# Quark Crashes When Exporting to PDF



## The Cobra (Jun 10, 2003)

Hello, this is my first time posting here. I hope I have the correct forum. 

I am busy rolling out OSX here and unfort, we have to keep Quark for the time being. We run Quark 4.11 in Classic Mode running on OS 10.2.6. 

When I go to export to PDF within Quark, Quark just gags and stops. It does not bring down the classic enviorment. I have tried to clear out the Quark pref's. The machine is running Adobe Distiller 4 and 5. I have it pointed to 4 b/c some of the out put from 5 does not look good.
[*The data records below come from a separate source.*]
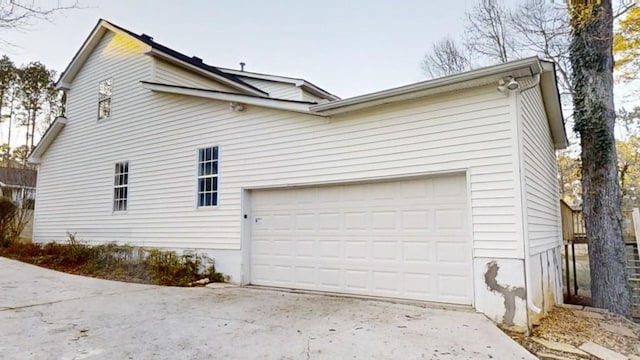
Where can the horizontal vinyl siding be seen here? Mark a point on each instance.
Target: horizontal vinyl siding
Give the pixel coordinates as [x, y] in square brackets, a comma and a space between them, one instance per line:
[167, 73]
[159, 135]
[541, 184]
[276, 89]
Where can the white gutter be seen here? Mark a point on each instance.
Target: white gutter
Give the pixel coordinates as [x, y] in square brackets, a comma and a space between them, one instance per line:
[414, 90]
[301, 83]
[280, 104]
[527, 273]
[222, 79]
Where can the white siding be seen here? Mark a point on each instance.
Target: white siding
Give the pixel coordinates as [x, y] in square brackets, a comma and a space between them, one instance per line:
[276, 89]
[542, 200]
[159, 135]
[167, 73]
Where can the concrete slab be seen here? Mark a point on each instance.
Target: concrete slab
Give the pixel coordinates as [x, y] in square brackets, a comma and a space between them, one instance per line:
[60, 316]
[562, 347]
[602, 352]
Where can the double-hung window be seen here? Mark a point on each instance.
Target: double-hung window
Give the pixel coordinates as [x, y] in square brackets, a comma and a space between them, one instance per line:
[104, 99]
[121, 186]
[208, 176]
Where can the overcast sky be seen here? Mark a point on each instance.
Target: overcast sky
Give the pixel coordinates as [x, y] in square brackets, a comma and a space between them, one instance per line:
[347, 47]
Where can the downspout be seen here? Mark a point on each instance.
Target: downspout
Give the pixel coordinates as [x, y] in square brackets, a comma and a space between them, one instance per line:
[527, 275]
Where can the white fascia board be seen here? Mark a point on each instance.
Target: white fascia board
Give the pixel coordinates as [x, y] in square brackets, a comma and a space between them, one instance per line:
[301, 83]
[553, 106]
[64, 83]
[233, 84]
[288, 105]
[268, 77]
[49, 136]
[530, 66]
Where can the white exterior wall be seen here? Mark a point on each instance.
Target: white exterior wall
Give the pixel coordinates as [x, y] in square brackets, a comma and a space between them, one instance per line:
[159, 135]
[275, 89]
[542, 203]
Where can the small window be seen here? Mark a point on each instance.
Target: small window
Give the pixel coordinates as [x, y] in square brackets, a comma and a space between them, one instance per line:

Maybe someone can help me with this?

Thanks for your time.

Anthony


----------



## bobw (Jun 10, 2003)

I believe Quark 6 for X has just been released.


----------



## toast (Jun 10, 2003)

No it has not been released yet, and anyway that's not a solution in this case.

The problem is your Distiller and/or printer driver.

1) Force rebuild your file
2) Check your printer settings
3) Print to PS and then to PDF, don't use the Export PDF function.

Trash your .joboptions too and rebuild them.


----------



## ex2bot (Jun 11, 2003)

From Mac OS X System & Misc. Software . . . 


Doug


----------



## ex2bot (Jun 11, 2003)

And Welcome to The Cobra. Watch out for the mongoose!

Doug


----------